后来,他经常偷偷跟着她去医馆,等她看完郎中,他便装成偶遇的样子,带着病恹恹的小姑娘到处乱窜。
“若是你敢耍花样,我就杀了你。”祁屹拍了拍她的脸颊,手感很软,却过分冰凉,“动手。”
江晚渔先是给他磕了一下头,“奴婢日后全依仗着将军而活,将军的一切对奴婢来说都是最重要的,奴婢只望将军身子能康愈,不敢耍任何花招。”

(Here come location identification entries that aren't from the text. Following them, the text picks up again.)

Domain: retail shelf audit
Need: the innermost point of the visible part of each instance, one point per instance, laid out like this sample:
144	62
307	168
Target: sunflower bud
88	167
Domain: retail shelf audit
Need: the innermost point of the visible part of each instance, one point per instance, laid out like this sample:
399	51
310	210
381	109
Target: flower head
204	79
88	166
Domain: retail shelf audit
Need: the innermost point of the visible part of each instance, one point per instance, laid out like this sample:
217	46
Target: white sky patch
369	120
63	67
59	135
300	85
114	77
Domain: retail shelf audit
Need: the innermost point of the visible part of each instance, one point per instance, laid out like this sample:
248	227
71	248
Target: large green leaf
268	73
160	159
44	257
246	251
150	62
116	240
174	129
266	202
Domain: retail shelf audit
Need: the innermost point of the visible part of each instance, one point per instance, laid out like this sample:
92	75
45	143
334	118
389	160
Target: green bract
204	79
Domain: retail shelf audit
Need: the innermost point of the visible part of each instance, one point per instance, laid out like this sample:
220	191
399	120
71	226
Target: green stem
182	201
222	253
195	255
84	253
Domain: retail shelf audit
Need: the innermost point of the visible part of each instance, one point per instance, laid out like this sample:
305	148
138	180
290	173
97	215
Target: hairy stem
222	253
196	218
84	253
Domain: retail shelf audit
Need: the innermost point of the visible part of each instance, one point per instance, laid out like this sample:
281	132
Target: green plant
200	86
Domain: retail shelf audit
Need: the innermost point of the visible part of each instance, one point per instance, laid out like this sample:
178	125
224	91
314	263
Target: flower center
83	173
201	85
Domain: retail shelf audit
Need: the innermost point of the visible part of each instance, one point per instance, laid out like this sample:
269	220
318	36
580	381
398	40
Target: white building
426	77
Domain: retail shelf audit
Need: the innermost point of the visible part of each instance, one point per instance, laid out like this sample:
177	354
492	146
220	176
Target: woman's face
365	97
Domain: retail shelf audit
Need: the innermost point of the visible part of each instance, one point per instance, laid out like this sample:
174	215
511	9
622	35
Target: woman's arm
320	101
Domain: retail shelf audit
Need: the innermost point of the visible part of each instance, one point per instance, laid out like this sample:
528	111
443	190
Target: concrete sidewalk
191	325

“别废话,赶紧动手。”祁屹这几日听多了她乖顺讨好的话,现在听着总觉得很不爽。
一口一个奴婢、贱婢,叫得倒是顺口。
她以前不会这样,她是那个仰着头的大小姐,从不会去刻意讨好任何人。
不过是短短两个多月的时间,她的气节、矜贵,荡然无存。
她现在沦落得和他一样,为了生存能向上位者卑躬屈膝。
“是,还请将军忍着些,若是实在忍不下去,可以咬奴婢的手臂。”
江晚渔说着,将自己的手臂往上抬了抬。
她有模有样地抓住祁屹的腿,照着记忆里郎中诊治的模样,开始为祁屹正骨。
刚开始她的双手颤抖得不行,可无意间抬眸对上祁屹冷得能冻死人的眼神,她一咬牙,一狠心,双手前后一掰。
‘咔哒’一声,还真把祁屹错位的踝骨正好了。
她自己都有些不敢相信,蹲在原地愣了好一会儿。
全程祁屹没有喊一下疼,更没有咬她的手臂。
“将军,不疼吗?"
“这点程度也算疼?你以为我跟你一样似的娇气?”
“……奴婢不娇气,只要将军吩咐,奴婢什么脏活累活都愿意做,但求将军不要丢掉奴婢。”